One thing you can usually be certain of with high budget Hollywood action releases is that they will look and sound terrific, and this disc does not disappoint. This is especially important given how much of the film takes place at night or darkly designed and lit interiors. The picture is crisp and the shadow detail fine, the reproduction of the sometimes muted colour scheme bang on. Framed at 2.35:1 and anamorphically enhanced, this is a very strong transfer.

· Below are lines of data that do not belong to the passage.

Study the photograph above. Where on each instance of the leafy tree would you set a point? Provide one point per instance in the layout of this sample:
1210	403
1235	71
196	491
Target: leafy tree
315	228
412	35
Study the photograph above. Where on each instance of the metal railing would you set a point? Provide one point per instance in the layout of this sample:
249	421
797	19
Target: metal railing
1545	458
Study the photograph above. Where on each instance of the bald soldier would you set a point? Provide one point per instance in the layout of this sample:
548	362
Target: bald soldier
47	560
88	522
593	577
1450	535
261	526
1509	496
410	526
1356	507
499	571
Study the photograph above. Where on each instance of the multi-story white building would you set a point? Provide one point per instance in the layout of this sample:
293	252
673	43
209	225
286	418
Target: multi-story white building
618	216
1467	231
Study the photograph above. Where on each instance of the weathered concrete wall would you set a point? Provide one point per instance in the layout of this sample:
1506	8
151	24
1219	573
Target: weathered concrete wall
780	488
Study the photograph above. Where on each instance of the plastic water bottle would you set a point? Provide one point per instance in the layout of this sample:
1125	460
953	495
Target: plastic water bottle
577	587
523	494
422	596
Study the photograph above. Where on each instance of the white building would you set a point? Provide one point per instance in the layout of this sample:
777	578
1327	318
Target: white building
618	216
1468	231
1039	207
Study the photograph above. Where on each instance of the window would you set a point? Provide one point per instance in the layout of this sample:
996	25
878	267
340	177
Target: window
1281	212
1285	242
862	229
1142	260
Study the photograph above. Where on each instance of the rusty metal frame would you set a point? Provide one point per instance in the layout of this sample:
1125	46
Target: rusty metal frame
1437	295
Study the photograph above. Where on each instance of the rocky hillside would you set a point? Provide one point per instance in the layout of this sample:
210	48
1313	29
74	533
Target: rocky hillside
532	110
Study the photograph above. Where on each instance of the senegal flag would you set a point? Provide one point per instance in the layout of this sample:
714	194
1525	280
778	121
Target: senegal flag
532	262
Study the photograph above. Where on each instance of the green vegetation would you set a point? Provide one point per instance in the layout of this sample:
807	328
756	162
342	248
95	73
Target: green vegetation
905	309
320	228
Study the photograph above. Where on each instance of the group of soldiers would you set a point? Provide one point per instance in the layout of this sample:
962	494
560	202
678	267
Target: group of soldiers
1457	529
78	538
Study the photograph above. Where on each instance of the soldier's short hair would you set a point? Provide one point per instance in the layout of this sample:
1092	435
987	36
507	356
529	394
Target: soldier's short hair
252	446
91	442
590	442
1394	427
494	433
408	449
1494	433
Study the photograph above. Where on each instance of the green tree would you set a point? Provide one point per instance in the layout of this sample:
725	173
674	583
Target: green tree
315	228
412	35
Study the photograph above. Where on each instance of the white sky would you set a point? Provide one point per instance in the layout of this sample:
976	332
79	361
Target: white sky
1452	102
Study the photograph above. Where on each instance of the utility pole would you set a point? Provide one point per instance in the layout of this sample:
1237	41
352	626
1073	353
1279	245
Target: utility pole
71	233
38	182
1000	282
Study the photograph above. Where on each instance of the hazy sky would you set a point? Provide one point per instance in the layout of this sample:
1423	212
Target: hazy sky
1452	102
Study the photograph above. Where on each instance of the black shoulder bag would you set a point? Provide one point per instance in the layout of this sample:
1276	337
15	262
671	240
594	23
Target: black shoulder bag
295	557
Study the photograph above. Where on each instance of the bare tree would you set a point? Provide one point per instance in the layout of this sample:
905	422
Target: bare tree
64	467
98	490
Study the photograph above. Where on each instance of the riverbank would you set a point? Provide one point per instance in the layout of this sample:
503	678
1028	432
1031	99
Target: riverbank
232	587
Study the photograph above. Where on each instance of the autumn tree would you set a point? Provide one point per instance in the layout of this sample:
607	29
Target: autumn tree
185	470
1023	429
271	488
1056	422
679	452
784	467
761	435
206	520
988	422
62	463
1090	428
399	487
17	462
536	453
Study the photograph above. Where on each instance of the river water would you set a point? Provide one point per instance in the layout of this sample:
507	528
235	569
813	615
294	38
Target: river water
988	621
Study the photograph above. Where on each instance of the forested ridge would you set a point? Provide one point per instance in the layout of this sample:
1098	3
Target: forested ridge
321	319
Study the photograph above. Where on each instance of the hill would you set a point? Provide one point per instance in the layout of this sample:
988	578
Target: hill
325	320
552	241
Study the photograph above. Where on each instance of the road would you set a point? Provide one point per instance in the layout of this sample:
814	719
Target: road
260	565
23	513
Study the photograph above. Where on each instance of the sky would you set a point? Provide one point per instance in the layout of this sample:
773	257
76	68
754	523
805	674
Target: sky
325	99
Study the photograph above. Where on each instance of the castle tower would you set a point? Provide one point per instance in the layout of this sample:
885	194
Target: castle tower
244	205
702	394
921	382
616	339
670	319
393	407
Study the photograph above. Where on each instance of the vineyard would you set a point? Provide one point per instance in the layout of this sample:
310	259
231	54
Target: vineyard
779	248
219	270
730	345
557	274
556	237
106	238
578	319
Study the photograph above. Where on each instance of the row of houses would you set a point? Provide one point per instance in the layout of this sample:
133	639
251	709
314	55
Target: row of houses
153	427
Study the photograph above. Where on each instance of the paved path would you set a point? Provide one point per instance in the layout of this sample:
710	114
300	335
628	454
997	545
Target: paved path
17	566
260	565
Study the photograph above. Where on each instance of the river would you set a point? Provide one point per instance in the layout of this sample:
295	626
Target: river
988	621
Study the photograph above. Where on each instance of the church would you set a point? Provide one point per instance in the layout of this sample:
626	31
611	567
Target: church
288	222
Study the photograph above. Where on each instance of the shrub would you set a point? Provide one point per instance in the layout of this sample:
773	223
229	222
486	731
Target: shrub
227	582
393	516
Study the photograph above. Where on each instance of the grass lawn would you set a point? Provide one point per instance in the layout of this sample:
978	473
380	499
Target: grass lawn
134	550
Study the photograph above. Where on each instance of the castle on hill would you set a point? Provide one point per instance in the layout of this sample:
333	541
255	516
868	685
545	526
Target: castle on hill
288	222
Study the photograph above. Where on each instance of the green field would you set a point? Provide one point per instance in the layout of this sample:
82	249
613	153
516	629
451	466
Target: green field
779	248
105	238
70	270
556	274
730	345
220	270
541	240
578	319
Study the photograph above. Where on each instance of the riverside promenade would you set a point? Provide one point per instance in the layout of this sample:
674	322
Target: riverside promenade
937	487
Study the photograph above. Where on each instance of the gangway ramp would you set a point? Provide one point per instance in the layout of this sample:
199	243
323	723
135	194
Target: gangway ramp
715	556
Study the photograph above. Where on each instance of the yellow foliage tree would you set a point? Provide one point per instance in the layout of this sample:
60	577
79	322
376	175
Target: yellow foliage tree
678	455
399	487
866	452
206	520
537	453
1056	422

Two soundtracks are on offer here – 5.1 and DTS – though there is little to choose between them. Both a sprightly, with very good use of surround and LFE channels, reproducing a very full and typically explosive mix most effectively. If action movies are your bag, baby, then you won't be disappointed with this.

extra features

There are two versions of The League of Extraordinary Gentlemen available for purchase, and if you are a fan and like your special features, then the two disk set is definitely the one to go for. If all you want is the film, however, this single disc version will do you fine, especially as you can pick it up for under a tenner at the moment.

There are only two extras on the single disc edition (which is also disc 1 on the two-disc set), and both are commentary tracks. As with Blade, director Stephen Norrington seems uninterested or unwilling to participate, so on commentary track 1 we have actors Jason Flemyng (Dr. Jeckyll and Mr. Hyde), Tony Curran (The Invisible Man) and Shane West (Tom Saywer), plus producers Don Murphy and Trevor Albert. The is a very good track with Murphy and Albert providing the technical details and the actors the anecdotes, many of which are very entertaining, none more so than Tony Curran's tale of his disagreement on the golf course with Sean Connery. The information provided by the producers is detailed and almost always interesting, though Murphy sometimes gets sneery about criticism of the film's use of characters and cheerfully reveals that the incorporation of Tom Sawyer into the story (he was not in the comic) was due to pressure from the studio to have a young American in the cast for demographic purposes. It's down to Shane West, though, to tell us that many of the deviations from Moore's original comic novel were made simply to get more bums on seats. The track appears to have been made up from three separate recordings, one each for the two producers and a third of the the actors as a group. There only a few dead spots, but a couple are quite long.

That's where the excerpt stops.